Flubatine

Identifiers
- IUPAC name (1R,5S,6S)-6-(6-(18F)fluoranylpyridin-3-yl)-8-azabicyclo[3.2.1]octane;
- CAS Number: 1012885-77-6;
- PubChem CID: 71724875;
- ChemSpider: 129434972;
- UNII: CN2ULA1988;

Chemical and physical data
- 3D model (JSmol): Interactive image;
- SMILES C1C[C@@H]2C[C@H]([C@H](C1)N2)C3=CN=C(C=C3)[18F];
- InChI InChI=1S/C12H15FN2/c13-12-5-4-8(7-14-12)10-6-9-2-1-3-11(10)15-9/h4-5,7,9-11,15H,1-3,6H2/t9-,10+,11+/m1/s1/i13-1; Key:FDFUKZJWVPEZEH-MEPPPMTQSA-N;

= Flubatine =

Flubatine ([18F]-norchloro-fluoro-homoepibatidine) is a fluorine-18 (^{18}F) labeled radiotracer and radioligand for positron emission tomography (PET) imaging, developed as a high-affinity ligand for brain nicotinic acetylcholine receptors (nAChRs) of the α4β2 subtype.
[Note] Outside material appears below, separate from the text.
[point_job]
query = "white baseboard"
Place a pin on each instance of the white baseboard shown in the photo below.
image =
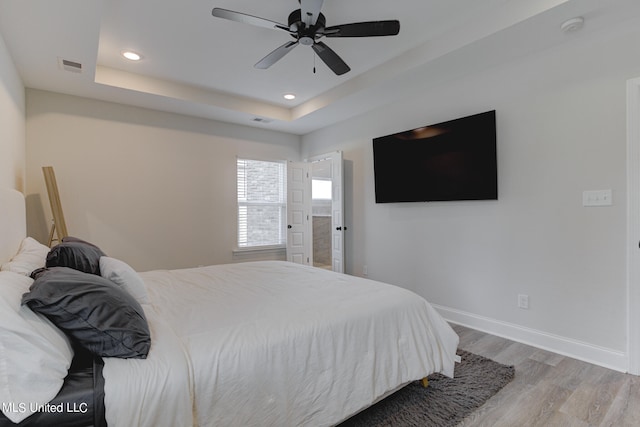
(606, 357)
It is used to image cholinergic deficits in disorders such as Alzheimer’s disease and Parkinson’s disease. Both (+)- and (−)- enantiomer bind specifically to α4β2 nAChRs.

== Synthesis ==
Flubatine is prepared by radiolabeling a precursor molecule with fluorine-18 under no-carrier-added conditions. The synthetic route involves two main steps:

- Precursor synthesis: Optically pure precursor compounds (one for each enantiomer) are synthesized by organic chemical methods starting from epibatidine-like intermediates.
- Radiolabeling: The [^{18}F]fluoride ion is introduced by nucleophilic aromatic substitution of the precursor under controlled conditions (often using cryptand-assisted [^{18}F]fluoride and heat). Using a trimethylammonium leaving group on the pyridine ring allows for efficient fluorination.